La justice militaire rwandaise, qui a bénéficié d'un soutien financier important notamment des États-Unis et du Royaume-Uni, a ouvert 843 procédures d'instruction en 1999. Deux cent quatre-vingt quinze procès furent organisés. Cinquante-huit soldats furent acquittés, vingt-huit condamnés à mort et deux cent sept condamnés à des peines de prison allant de un mois à la perpétuité. Il est difficile de savoir combien de ces affaires concernent des anciens soldats des FAR accusés de génocide, combien concernent des soldats de l'APR accusés de violations des droits de l'homme et combien sont liées à des crimes de droit commun ou des infractions à la discipline militaire.42 Au moment où nous rédigeons le présent rapport, les autorités n'ont annoncé l'arrestation d'aucun suspect pour les crimes décrits ci-dessus .

La force d'autodéfense civile (Local Defense Force - LDF)
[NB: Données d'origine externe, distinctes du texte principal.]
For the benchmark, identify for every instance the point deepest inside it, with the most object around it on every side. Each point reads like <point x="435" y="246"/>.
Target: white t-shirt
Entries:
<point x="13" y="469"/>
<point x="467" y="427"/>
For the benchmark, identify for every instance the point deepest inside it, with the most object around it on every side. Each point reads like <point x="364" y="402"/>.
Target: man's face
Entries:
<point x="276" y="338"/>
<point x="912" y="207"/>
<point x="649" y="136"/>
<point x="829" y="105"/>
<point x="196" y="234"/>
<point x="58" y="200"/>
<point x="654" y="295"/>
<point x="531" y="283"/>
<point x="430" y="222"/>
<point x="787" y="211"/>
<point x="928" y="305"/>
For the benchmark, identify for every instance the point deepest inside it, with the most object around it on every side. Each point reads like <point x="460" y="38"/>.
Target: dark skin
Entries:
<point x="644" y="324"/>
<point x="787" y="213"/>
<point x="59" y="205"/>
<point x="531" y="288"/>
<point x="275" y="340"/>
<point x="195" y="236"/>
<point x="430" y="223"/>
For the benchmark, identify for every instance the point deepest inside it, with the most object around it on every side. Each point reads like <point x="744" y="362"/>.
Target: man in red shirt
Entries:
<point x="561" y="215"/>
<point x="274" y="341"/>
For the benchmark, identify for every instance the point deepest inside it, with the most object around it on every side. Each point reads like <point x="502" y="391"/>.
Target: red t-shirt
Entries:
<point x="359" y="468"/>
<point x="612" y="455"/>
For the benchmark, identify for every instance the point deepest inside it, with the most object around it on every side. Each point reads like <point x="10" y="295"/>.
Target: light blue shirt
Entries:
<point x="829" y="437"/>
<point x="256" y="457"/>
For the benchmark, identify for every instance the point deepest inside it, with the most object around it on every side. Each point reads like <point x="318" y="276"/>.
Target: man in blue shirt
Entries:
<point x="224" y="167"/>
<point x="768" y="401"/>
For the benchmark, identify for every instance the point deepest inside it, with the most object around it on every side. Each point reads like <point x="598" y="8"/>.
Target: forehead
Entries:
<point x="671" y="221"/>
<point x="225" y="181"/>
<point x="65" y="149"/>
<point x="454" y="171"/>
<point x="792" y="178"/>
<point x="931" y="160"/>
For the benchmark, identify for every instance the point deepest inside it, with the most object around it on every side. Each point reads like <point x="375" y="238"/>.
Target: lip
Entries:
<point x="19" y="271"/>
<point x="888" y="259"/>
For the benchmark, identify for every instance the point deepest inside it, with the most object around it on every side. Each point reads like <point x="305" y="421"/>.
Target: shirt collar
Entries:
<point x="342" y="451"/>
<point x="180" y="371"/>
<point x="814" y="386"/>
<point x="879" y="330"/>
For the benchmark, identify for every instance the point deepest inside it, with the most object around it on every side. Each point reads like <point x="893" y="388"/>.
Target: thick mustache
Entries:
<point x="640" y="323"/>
L'organisation des citoyens en groupes de défense communautaires remonte à dix ans avant le génocide. A l'époque, le gouvernement Habyarimana décida de créer des groupes de civils dont le rôle était d'aider les soldats à repousser les incursions du Front Patriotique Rwandais. Lorsque le gouvernement actuel prit ses fonctions, en 1994, il n'existait dans le pays aucune structure de police locale. Afin de remédier à cette situation et de protéger le pays contre les groupes génocidaires encore actifs dans certaines parties du pays, les autorités établirent un corps appelé la Local Defense Force (force d'autodéfense civile), que l'on peut apparenter à une milice citoyenne. En 1995, le Ministre de l'Intérieur ordonna son démantèlement, à la fois parce que les polices communales avaient recommencé à fonctionner normalement et parce que certains membres de la LDF s'étaient eux-mêmes rendus coupables d'abus vis-à-vis de la population.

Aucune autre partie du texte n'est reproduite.